Sora looks at me a tear still on his check from early "what do you mean?"

"Do you like me?" I repeat the words I can't control them I should of said nothing never mind too late now. "More than a friend"

"Don't tell" he sighs what does don't tell mean I don't know all I know my heart is jumping all over the place "please Riku"

"Wait" I pause "So does that mean you do like me"

"Ya" my heart sinks to my stomach and I start to feel the pulse of my heart in my hands, "you'll still be my friend, right?" Sora does like me do I like him for sure I mean he's a boy and I'm a boy and that's not supposed to happen my mom said so, but she all so said if you love someone you have to so it but did she mean that for boys and boys not just girls and boys, but if he was girl I wouldn't have to think twice about it but he's not does it make a difference? What will other people think the same or different of us. No it's not us, I'm not sure if there will be an us. But he makes me feel different I haven't felt this way before, and I'm not sure if I like it. "Right?" he says again

"Oh" I snap out of my daze of thoughts and memories "sorry I was thinking but ya I'll still be your friend."

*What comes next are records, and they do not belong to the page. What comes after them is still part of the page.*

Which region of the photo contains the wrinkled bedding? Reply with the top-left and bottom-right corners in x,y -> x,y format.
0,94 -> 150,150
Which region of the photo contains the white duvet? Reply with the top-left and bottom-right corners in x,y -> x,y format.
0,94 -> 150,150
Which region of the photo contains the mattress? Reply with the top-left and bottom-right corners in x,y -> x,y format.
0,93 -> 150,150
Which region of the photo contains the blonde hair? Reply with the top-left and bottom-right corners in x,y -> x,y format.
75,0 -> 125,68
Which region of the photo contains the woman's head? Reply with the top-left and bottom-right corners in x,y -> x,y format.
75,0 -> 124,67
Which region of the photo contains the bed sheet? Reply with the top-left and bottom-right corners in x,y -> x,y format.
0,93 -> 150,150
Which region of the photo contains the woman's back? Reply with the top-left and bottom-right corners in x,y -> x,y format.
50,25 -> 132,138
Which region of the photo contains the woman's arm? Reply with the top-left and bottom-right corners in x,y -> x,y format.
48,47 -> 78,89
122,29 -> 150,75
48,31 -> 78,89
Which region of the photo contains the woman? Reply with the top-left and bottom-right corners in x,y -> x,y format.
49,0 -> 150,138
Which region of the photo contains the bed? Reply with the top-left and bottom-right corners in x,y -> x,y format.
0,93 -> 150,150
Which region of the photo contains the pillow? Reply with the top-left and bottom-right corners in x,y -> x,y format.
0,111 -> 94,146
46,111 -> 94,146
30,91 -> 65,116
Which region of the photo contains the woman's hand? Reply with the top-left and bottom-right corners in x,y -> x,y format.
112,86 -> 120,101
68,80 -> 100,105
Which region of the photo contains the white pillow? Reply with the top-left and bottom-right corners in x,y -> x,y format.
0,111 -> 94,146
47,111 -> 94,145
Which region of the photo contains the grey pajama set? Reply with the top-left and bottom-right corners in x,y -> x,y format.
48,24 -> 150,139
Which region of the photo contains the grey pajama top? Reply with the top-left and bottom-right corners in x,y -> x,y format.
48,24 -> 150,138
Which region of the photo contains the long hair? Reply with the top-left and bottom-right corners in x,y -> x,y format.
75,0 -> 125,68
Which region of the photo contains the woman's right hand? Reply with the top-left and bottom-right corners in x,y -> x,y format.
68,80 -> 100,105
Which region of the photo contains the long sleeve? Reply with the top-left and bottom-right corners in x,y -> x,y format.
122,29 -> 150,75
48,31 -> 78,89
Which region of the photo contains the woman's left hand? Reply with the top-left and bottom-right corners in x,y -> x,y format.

"But do you like me?" he ask I won't be able to answer his god awful question I would say yes but that would be lying and I never lie.

"I don't know" I shrug my shoulders "when I'm around you I feel special. I can't describe it, I never liked anybody before, and so I can't tell if I like you."

Sora turns and looks up at the sky and whispers "I'm sorry Riku"

"For what you have nothing to be sorry for"

"For lik-."

"No" I cut him off "I'm sorry for not being able to answer your question"

"No" he says "I'm sorry for not telling you I liked you before"

He turns back to his side so we see eye to again. Blue eyes look into mine. It feels like I should… like I should kiss him, Should I? He dreamed about it he likes me, "so kiss him Riku" I demand my brain.

Too late, he stands up and offers a hand to me instead of grabbing my wrist he grabs my hand and I realize how soft and girly like his hands are. "Do you want to spar?"

"Uh…" I snap out of it "ya sure."

M and Sora spar and swim all day, we have lunch and dinner together like nothing happened like a normal day, like he doesn't like me like me at all, when it gets dark we lay on the blanket and watch the stars as he lays on my chest as he did before and wraps his arms around me.

"Kairi is supposed to be back tonight" I tell him.

"Ya I wonder what she'll say when she sees us like this?" he replies, Kairi has never seen us like this before

"I don't know" I take a long deep breath causes Sora's head to move along with my chest "it's not like we are doing anything besides watching the stars."

He laughs as he's ears perk up "I hear footsteps."